2016 marked thirty years since the founding of the institution that would become known as Whitireia
As part of celebrating the three decades of its history, Whitireia held a morning tea to honour the service of staff members who had been with the institution for 25-30 years. One of the recipients was Wally Clay who, you may recall, had been at Whitireia the longest of all, helping build the initial prefabs in 1985.
Other members of staff were rewarded for their long service were Trish Brimblecombe, Nicki Keen and George Packard. Addressing the assembled staff, chief executive Chris Gosling spoke to the importance of people such as as the recipients and staff at Whitireia in general, quoting a favourite whakatauākī :
He aha te mea nui o te ao
What is the most important thing in the world?
He tangata, he tangata, he tangata
It is the people, it is the people, it is the people
Visual Arts and Design marked 30 years of Whitireia with an exhibition at Pātaka Art + Museum called Ahi Kā: Keep the Fires Burning. Coinciding with the 2016 graduate exhibition Toast, Ahi Kā brought together work by Whitireia alumni from across three decades, with artists who had studied in the original National Diploma in Craft Design joined by more recent graduates of the Bachelor of Applied Arts (Visual Arts & Design) and the Graduate Diploma in Applied Arts.
A quote in the exhibition catalogue spoke of the symbolism of the title Ahi Kā, highlighting its connection to Ngāti Toa, and to Te Puoho Katene, who had been kaumātua for the Visual Arts department in its early years. "Ahi Kā is the name of the kōwhaiwhai rafter pattern designed by Te Puoho Katene QSM, Ngāti Toa iwi, in the Takapūwāhia marae in Elsdon, Porirua. It is symbolised by the cooking fires of the kainga held in the hand. It also means those that stay behind to guard the fire. This symbol was first used at a tribal wānanga and was supported by the words: Ahi mō te ao. The mythological story of Maui securing fire for the world was the inspiration for this symbol."

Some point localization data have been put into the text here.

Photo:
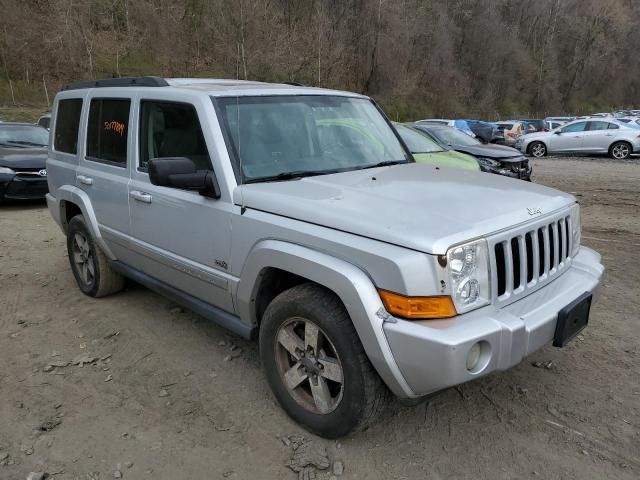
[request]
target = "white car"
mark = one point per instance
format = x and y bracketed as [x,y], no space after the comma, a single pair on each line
[609,136]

The artists represented in Ahi Kā were Dwain Aiolupotea, Ranea Aperahama, Vivien Atkinson, Becky Bliss, Ellen Coup, Sam Dollimore, Nik Hanton, James Harcourt, Reremoana Hilliard, Patrice Kaikilekofe, Ela To'omaga-Kaikilekofe, Jack Karifi, Jennifer Laracy, Hanne Eriksen Mapp, Owen Mapp, Neke Moa, Anya Mowll, James Molnar, Tracey Morgan, Kivani Moriarty, Alison Murray, Eric Ngan, Lindsay Park, Amelia Pascoe, Mel Phillips, Sarah Read, Mieke Roy, Sandra Schmid, Moniek Schrijer, Clare Smith, Nadine Smith, Wi Taepa, Cleo Thorpe-Ngata, Matthew McIntyre Wilson, Maryjane Winiata and Keri-Mei Zagrobelna.
The opening of Ahi Kā provided a celebration of another kind with around 50 artists donating pieces of work to create a sumptuous instant private collection for their colleague/tutor/dear friend, the inspirational Vivien Atkinson. Vivien began her time with Whitireia as a student on the Bachelor of Applied Arts (Visual Arts & Design) in 2005 and upon graduating returned over the years as an artist in residence, fellow, and possibly other titles under which she selflessly contributed to the visual arts programme. The original invitation for contributions listed the ways in which she had had an influence at Whitireia, including developing and delivering lectures, sharing her extensive art knowledge in tutorials and seminars, providing relief coverage that enabled tutors to fulfil research requirements, participating in formatives and feedback sessions, one-to-one mentoring and student support, and providing a continuing source of inspiration through the pursuit of her own profound practice.
A catalogue of the Labour of Love gifted to Vivien can be found online at labouroflove2.com. The artists who contributed were Vanessa Arthur, Renee Bevan, Becky Bliss, Tara Brady, Nadene Carr, Fran Carter, Fiona Cristeller, Karren Dale, Peter Deckers, Caitlin Devoy, Marie Enslin, Sharon Fitness, Hilda Gascard, Phillipa Gee, Nik Hanton, Jenny Hartley, Suni Hermon, Benjamin Lignel, Pravu Mazumdar, Kelly McDonald, Matthew McIntyre Wilson, Julia Middleton, Jhana Millers, Neke Moa, Birgit Moffatt, Amelia Pascoe, Renee Pearson, Grace Piper, Sarah Read, Spring Rees, Beverly Rhodes, Sandra Schmid, Moniek Schrijer, Clare Smith, Nadine Smith, Chloe Rose Taylor, Caroline Thomas, Cleo Thorpe-Ngata, Nina Van Duynhoven, Bettina van Hulle, Sarah Walker-Holt, Raewyn Walsh, Molly Wright, Amy Wang, Jessica Winchcombe, Jun Xie, Kathryn Yeats and Keri-Mei Zagrobelna.